After I was 11-14 with a 4.37 ERA and the Yankees missed the playoffs in my first season in New York, George Steinbrenner announced the following spring that Jim Abbott would be better off giving “100 percent of his attention to baseball.”

“His agent,” Steinbrenner snapped, “has to lay off for a while. So do other people to allow him to reach what he knows he can do.” He later added, “I must demand total dedication to the task.”

The back pages of the tabloids gave that big play, of course. Fortunately for me, the tone of the news stories and columns was, “Boss Rips Abbott for Being a Decent Human Being.” As Brian Cashman, who would become general manager of the Yankees four years later, wryly observed, “If you’re going to get ripped for something, you want to get ripped for that, I guess.”

I would have loved to use that as an excuse. It seemed to me a few minutes on a day I wasn’t pitching had little bearing on the fastball that stayed up in the zone two days later. I never felt encumbered by
the meetings with families. There were days and situations when I wished I could blend in a little more, maybe not walk away from the guys in the clubhouse, or get through a hotel lobby to my room without stopping. But it never affected the way the ball came out of my hand.

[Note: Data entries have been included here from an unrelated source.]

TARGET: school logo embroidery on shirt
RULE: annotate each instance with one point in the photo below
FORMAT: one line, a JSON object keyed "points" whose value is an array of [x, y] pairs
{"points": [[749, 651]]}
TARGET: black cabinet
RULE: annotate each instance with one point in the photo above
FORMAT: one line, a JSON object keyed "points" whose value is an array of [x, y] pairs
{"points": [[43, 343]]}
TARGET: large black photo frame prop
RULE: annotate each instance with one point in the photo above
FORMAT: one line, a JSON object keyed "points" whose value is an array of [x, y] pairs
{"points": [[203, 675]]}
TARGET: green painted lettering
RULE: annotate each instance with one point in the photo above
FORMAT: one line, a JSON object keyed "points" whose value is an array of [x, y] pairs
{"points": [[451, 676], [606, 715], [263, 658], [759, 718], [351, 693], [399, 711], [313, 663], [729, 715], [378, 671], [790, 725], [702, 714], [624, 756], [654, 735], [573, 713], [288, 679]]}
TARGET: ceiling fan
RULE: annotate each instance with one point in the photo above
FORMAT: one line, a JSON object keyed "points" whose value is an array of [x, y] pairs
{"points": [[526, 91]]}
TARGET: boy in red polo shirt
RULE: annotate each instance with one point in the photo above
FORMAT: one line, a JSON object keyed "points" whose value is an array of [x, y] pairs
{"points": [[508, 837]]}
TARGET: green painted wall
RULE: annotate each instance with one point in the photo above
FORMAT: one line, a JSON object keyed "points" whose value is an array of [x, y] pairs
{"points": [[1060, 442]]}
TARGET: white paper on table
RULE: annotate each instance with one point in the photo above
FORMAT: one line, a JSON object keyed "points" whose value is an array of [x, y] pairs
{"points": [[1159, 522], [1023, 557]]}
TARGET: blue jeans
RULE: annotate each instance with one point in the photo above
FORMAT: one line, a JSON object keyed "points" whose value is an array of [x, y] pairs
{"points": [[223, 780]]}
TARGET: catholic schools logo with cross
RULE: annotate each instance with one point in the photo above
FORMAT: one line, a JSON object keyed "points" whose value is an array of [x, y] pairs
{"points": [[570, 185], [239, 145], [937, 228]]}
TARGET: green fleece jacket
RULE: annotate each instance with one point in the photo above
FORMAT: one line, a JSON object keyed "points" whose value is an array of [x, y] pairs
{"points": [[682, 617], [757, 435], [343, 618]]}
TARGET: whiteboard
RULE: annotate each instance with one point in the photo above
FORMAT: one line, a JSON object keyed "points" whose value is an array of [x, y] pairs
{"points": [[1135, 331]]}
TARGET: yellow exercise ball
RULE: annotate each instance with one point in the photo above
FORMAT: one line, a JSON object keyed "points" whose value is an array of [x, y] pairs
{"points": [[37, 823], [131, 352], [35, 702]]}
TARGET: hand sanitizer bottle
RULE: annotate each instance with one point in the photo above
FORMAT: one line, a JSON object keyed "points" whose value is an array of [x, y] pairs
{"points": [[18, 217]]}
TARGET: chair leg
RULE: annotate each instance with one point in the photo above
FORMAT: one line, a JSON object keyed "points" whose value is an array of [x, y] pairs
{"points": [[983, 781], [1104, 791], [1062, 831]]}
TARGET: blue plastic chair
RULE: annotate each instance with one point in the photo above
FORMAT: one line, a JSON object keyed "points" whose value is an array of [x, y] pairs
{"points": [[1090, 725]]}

In fact it may have helped it, providing a drive and inspiration, a need to seize this opportunity that may not have been there otherwise.

Years after we were both retired, Doug Rader would say, “From the time Jimmy was up in the morning, he was carrying the banner for somebody—all day long, every game he pitched, every pitch he made, the whole time he was in the big leagues, and well before that. This was something he’s been burdened with, and truly it is a burden. Anytime you have that much of an obligation and you have so many people pulling for you so hard and you represent a group to that extent, it has got to be very, very difficult. And I understood what Jimmy was going through. Every time he failed, he failed for everyone.”

He was wrong. I did it for myself. I was driven only to be the best pitcher I could be. If there was something to be gained from that by others, then that was a fortunate—yet accidental—consequence of my efforts, which were minimal beside theirs. I did come to see there were peripheral benefits to what I tried to do, but they never drove me, and never impaired me, either. Instead, what I learned was that there will be another like me, another like them. And they won’t owe themselves to anyone for it, either. They will advance in their lives unencumbered by responsibility to anything but their own inspiration. They, too, will achieve for the love of the achievement, and let the cause come along for the ride.

Those children were not burdens. Besides, what difference would it make? Would I have changed anything? Could I have? The baseball
was temporary. And I raged against its impermanence. When it left me, I feared that which would remain. Just me. Imperfect me. My career would be done, but not my life. Not my hand. And not those children’s lives.

I still think of Cormac McCarthy’s words,

Those that have endured some misfortune will always be set apart but that it is just that misfortune which is their gift and which is their strength and they must make their way back into the common enterprise of man for without they do so it cannot go forward and they will wither in bitterness
.

There was, if I’d chosen to shrink away, a very good chance of “withering in bitterness.” I could not hide from it, hard as I might have tried.

I do not know if I ever came to be a person of value, but ultimately hope that I held up reasonably well in times where I was tested. I wasn’t a great major-league pitcher. I experienced moments I considered great. I had a few seasons that were satisfying, and many more that were not. But, in some ways, the struggle was more important to my understanding of my hand and who I was than had I had a career with fewer obstacles. Baseball—and success in it—was so important it brought upon me a distorted view of winning and losing. The games’ outcomes became personal. The perception of myself rode with the outcomes. And it wasn’t until I struggled that I came to understand its destructiveness.